Now we examine the outgoing edge S3’ -> S3. We cannot merge these
conflicts, so we search (greedily, I guess) for a clone of S3 where we
can merge the conflicts. We find one in S3’, and hence we redirect the
S3 edge to S3’ and we are done. (I think the actual search we want is
to make first look for a clone of S3 that is using literally the same
context as us (i.e., same root node), as in this case. If that is not
found, *then* we search for one with a mergable context. If *that*
fails, then we clone a new state.)

The final state thus has two copies of S3, one for the path from S1, and one for the path from S2, which gives us enough context to proceed.

### Conclusion

As I wrote, I’ve been experimenting with the Lane Table algorithm in LALRPOP and I now have a simple prototype that seems to work. It is not by any means exhaustively tested – in fact, I’d call it minimally tested – but hopefully I’ll find some time to play around with it some more and take it through its paces. It at least handles the examples in the paper.

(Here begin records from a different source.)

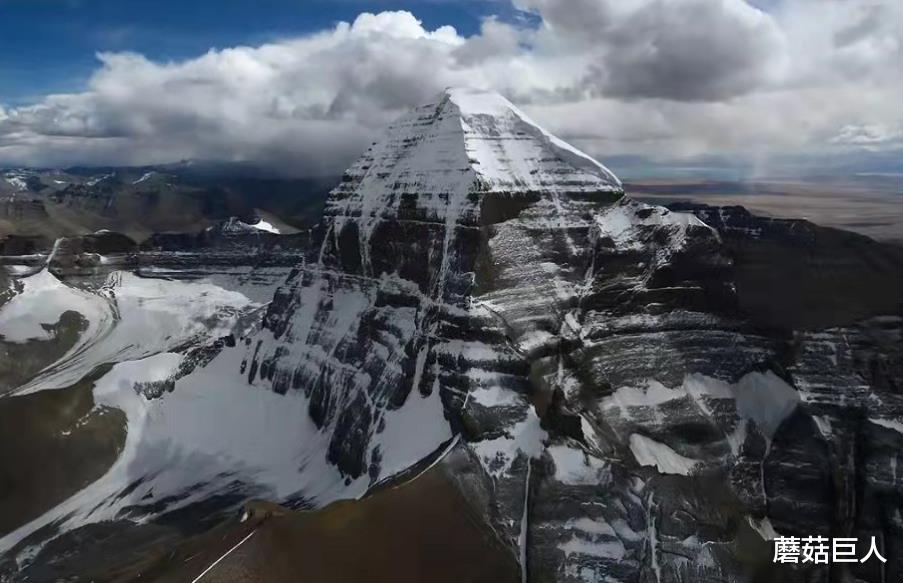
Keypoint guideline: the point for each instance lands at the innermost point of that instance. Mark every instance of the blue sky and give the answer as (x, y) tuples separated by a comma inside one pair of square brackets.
[(49, 46), (280, 83)]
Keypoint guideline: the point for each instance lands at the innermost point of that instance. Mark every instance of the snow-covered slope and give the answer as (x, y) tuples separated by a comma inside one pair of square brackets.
[(483, 294)]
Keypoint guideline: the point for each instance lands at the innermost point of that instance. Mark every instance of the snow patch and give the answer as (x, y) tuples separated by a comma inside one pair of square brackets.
[(649, 452)]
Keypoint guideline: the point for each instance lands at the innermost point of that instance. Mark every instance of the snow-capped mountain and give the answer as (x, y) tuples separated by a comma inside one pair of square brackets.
[(599, 378)]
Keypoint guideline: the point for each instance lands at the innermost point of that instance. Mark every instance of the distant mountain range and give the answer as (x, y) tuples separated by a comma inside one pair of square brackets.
[(140, 201), (484, 362)]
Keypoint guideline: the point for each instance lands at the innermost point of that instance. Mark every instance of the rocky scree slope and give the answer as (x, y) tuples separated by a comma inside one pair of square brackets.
[(588, 369)]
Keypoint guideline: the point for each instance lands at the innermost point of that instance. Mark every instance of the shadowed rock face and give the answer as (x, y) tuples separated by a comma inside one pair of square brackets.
[(623, 392)]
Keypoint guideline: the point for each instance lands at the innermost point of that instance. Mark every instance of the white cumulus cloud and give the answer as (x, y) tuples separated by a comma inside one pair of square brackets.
[(659, 78)]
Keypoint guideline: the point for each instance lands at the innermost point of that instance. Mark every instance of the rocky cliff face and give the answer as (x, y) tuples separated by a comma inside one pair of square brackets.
[(603, 379)]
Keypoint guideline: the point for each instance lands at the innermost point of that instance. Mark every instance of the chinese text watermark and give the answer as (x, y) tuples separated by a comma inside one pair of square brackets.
[(822, 550)]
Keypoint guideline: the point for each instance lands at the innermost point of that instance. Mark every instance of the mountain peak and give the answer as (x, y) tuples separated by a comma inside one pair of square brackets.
[(437, 161), (497, 133)]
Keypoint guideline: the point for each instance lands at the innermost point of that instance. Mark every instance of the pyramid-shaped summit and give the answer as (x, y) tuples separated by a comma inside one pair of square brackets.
[(435, 162)]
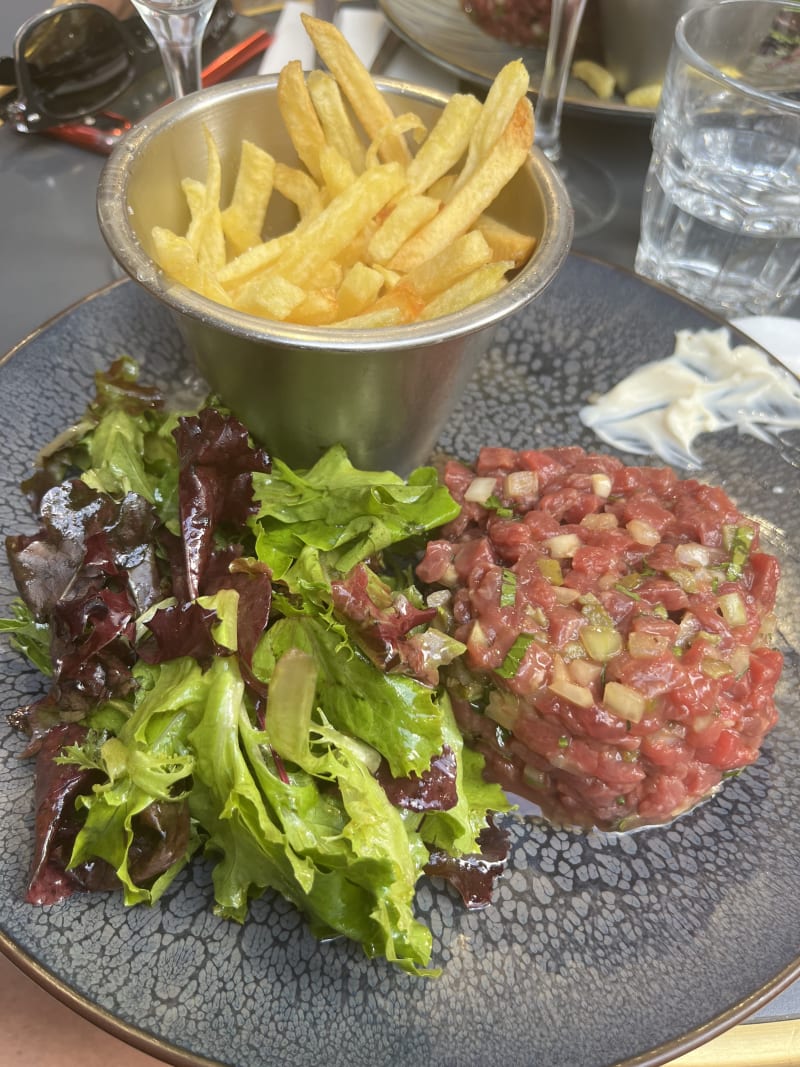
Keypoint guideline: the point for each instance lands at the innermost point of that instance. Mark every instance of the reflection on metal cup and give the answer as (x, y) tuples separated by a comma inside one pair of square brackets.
[(721, 206)]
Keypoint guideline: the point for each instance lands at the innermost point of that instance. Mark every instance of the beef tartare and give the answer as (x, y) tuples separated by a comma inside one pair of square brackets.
[(617, 623)]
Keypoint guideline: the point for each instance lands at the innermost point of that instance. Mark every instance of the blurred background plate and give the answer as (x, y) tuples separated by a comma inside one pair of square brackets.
[(597, 949), (441, 30)]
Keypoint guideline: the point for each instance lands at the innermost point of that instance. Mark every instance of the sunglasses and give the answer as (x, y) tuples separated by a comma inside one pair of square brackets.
[(74, 61)]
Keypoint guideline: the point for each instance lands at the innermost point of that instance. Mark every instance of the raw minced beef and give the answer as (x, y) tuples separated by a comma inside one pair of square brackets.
[(617, 623), (528, 21)]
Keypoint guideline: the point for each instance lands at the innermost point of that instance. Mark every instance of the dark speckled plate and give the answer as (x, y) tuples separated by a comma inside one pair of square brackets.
[(597, 950)]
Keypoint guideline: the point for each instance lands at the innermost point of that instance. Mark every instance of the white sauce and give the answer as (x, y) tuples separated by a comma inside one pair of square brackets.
[(705, 385)]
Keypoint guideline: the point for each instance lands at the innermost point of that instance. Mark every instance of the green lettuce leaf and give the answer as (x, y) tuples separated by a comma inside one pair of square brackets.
[(28, 636), (346, 513)]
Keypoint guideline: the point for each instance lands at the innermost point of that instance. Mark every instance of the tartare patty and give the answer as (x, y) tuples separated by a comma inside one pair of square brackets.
[(618, 624)]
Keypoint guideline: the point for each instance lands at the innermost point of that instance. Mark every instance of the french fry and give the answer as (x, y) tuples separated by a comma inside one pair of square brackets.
[(242, 220), (254, 260), (468, 203), (408, 123), (358, 289), (300, 188), (334, 118), (505, 241), (597, 78), (176, 257), (356, 83), (480, 284), (410, 213), (300, 117), (374, 243), (390, 277), (462, 257), (509, 88), (205, 233), (337, 174), (330, 233), (317, 309), (445, 144), (195, 197), (272, 297)]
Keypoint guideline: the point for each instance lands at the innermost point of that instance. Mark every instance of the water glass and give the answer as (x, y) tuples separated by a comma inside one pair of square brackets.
[(721, 207)]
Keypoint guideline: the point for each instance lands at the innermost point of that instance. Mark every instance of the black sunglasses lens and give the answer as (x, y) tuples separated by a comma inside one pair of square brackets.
[(78, 61)]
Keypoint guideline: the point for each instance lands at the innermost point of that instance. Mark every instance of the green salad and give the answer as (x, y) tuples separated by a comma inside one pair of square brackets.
[(240, 666)]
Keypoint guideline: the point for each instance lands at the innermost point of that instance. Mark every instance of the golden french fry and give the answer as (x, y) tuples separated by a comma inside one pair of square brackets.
[(462, 257), (176, 257), (195, 196), (374, 243), (480, 284), (468, 203), (324, 237), (644, 96), (318, 308), (329, 275), (358, 289), (355, 250), (410, 213), (334, 118), (242, 220), (505, 241), (254, 260), (445, 144), (408, 123), (300, 188), (442, 187), (205, 233), (272, 297), (509, 88), (356, 83), (300, 116), (597, 78), (390, 277), (337, 174)]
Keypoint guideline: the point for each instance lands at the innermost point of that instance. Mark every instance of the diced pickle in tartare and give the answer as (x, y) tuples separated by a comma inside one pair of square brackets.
[(618, 624)]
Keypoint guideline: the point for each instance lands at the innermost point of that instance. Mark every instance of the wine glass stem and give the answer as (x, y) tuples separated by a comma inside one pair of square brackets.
[(565, 18), (178, 29)]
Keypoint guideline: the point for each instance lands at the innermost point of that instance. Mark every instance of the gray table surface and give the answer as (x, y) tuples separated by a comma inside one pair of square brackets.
[(51, 253)]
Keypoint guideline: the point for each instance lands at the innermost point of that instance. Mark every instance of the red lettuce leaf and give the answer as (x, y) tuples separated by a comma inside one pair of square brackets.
[(474, 876)]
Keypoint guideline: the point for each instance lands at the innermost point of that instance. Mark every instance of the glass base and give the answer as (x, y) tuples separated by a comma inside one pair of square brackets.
[(594, 197)]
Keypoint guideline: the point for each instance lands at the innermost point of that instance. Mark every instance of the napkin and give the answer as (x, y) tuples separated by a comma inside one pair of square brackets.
[(365, 31), (780, 336)]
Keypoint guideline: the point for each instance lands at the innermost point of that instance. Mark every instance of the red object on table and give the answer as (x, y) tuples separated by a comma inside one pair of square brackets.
[(100, 132)]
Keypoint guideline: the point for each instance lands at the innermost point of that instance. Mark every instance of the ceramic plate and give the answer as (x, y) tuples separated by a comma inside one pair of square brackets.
[(442, 31), (597, 949)]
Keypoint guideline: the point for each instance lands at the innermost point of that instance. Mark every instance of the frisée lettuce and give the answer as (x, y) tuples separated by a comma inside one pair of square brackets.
[(234, 671)]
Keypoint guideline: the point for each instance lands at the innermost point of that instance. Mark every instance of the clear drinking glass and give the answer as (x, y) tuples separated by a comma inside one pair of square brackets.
[(721, 207), (178, 27), (592, 192)]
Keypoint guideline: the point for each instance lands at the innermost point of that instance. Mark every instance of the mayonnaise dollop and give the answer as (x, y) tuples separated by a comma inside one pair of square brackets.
[(705, 385)]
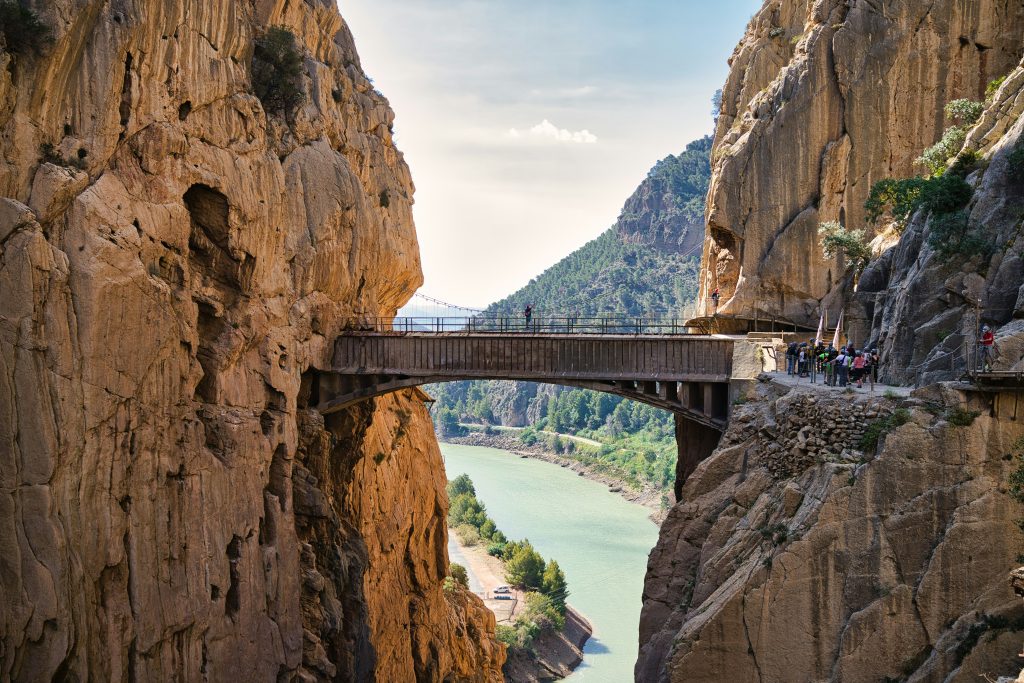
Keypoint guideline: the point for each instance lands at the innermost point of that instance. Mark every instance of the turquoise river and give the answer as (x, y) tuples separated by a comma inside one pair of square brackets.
[(600, 541)]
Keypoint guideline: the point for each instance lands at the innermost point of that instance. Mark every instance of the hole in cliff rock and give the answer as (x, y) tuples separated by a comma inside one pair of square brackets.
[(280, 474), (266, 422), (209, 237), (210, 329), (233, 599), (125, 109), (308, 389), (275, 400)]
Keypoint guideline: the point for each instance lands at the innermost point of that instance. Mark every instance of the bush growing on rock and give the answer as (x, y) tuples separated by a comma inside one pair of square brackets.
[(459, 573), (1015, 163), (22, 34), (524, 567), (853, 245), (879, 428), (468, 536), (276, 72)]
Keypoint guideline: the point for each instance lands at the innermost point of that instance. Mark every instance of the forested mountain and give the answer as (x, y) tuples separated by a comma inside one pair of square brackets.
[(646, 264)]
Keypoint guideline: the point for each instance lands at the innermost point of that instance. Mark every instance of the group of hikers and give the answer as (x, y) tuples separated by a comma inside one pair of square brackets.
[(842, 367)]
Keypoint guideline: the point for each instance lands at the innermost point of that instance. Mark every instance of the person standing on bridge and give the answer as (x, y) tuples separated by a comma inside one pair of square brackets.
[(985, 346)]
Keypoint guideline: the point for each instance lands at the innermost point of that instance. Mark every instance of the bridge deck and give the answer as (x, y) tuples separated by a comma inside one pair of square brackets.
[(651, 357), (687, 374)]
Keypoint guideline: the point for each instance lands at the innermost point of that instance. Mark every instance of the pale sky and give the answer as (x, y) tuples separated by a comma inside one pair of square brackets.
[(526, 124)]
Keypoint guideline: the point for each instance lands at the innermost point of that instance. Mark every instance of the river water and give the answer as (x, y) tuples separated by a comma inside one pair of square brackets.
[(599, 540)]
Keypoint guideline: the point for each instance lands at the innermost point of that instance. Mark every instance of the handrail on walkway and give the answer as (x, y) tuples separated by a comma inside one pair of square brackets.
[(539, 325)]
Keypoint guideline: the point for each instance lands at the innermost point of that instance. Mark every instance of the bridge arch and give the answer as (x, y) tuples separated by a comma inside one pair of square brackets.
[(685, 374)]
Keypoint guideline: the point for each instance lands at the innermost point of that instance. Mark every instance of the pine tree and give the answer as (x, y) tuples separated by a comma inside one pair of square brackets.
[(554, 586)]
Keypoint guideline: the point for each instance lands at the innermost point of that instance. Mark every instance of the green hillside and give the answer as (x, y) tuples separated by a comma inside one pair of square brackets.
[(646, 264)]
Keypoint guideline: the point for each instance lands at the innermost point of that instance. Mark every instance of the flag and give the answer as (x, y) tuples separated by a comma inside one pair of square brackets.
[(839, 327)]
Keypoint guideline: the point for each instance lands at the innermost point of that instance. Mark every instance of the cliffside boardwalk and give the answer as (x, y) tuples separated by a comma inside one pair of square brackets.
[(651, 360)]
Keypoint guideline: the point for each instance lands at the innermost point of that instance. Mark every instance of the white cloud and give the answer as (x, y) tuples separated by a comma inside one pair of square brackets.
[(548, 131)]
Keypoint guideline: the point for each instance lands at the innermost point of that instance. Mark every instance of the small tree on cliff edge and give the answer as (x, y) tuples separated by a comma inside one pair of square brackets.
[(853, 245), (278, 72), (554, 586)]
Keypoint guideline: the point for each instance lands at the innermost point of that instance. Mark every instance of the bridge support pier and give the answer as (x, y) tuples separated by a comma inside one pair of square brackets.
[(694, 442)]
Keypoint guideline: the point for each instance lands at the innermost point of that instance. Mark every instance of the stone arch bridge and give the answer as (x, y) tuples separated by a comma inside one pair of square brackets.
[(693, 376)]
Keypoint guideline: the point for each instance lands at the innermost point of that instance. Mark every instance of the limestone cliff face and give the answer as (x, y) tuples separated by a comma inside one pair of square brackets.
[(923, 308), (823, 99), (795, 556), (171, 276)]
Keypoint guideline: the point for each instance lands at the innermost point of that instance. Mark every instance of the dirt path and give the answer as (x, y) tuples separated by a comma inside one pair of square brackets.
[(489, 573)]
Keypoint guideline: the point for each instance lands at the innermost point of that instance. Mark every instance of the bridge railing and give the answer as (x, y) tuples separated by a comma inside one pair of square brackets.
[(553, 325)]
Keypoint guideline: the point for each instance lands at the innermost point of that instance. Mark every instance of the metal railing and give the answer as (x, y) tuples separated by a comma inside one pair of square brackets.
[(538, 325)]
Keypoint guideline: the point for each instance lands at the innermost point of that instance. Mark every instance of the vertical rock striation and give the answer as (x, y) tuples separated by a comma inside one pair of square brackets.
[(923, 308), (822, 100), (799, 555), (174, 264)]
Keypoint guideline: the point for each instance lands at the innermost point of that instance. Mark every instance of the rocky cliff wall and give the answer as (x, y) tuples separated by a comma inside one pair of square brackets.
[(824, 98), (923, 307), (796, 554), (173, 267)]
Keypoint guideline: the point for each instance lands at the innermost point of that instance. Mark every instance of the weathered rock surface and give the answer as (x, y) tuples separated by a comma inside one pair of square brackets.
[(892, 565), (170, 507), (923, 308), (822, 100)]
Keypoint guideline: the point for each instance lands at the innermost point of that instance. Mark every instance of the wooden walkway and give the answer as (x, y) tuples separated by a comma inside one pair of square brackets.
[(686, 374)]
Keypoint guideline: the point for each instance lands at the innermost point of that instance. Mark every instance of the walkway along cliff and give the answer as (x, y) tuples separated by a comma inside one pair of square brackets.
[(845, 537), (192, 205)]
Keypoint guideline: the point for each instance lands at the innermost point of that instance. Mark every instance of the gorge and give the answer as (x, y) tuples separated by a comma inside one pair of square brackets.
[(198, 198)]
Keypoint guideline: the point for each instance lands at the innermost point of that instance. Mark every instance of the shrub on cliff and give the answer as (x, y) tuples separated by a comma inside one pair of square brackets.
[(524, 567), (22, 34), (276, 72), (466, 509), (879, 428), (459, 573), (1015, 163), (852, 244), (553, 586), (460, 484), (965, 113), (468, 536)]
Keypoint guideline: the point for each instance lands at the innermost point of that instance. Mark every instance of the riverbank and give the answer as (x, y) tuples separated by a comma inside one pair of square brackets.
[(507, 438), (553, 654)]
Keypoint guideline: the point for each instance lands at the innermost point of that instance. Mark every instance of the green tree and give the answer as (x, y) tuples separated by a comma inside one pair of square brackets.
[(22, 34), (460, 484), (852, 245), (554, 587), (525, 567), (466, 509), (276, 72), (448, 423), (458, 572)]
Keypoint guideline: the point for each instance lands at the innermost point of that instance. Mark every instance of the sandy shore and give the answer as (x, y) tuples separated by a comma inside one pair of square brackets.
[(486, 573), (506, 438), (554, 654)]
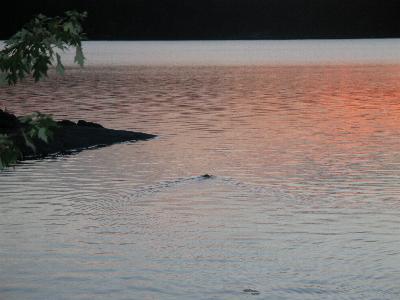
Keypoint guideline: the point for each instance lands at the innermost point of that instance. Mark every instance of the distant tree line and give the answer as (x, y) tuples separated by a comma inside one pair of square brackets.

The implementation is also inefficient in various ways. Some of them are minor – it clones more than it needs to, for example – and easily corrected. But I also suspect that one can do a lot more caching and sharing of results. Right now, for example, I construct the lane table for each inconsistent state completely from scratch, but perhaps there are ways to preserve and share results (it seems naively as if this should be possible). On the other hand, constructing the lane table can probably be made pretty fast: it doesn’t have to traverse that much of the grammar. I’ll have to try it on some bigger examples and see how it scales.

### Edits

- The lane table I originally described had the wrong value for the successor column. Corrected.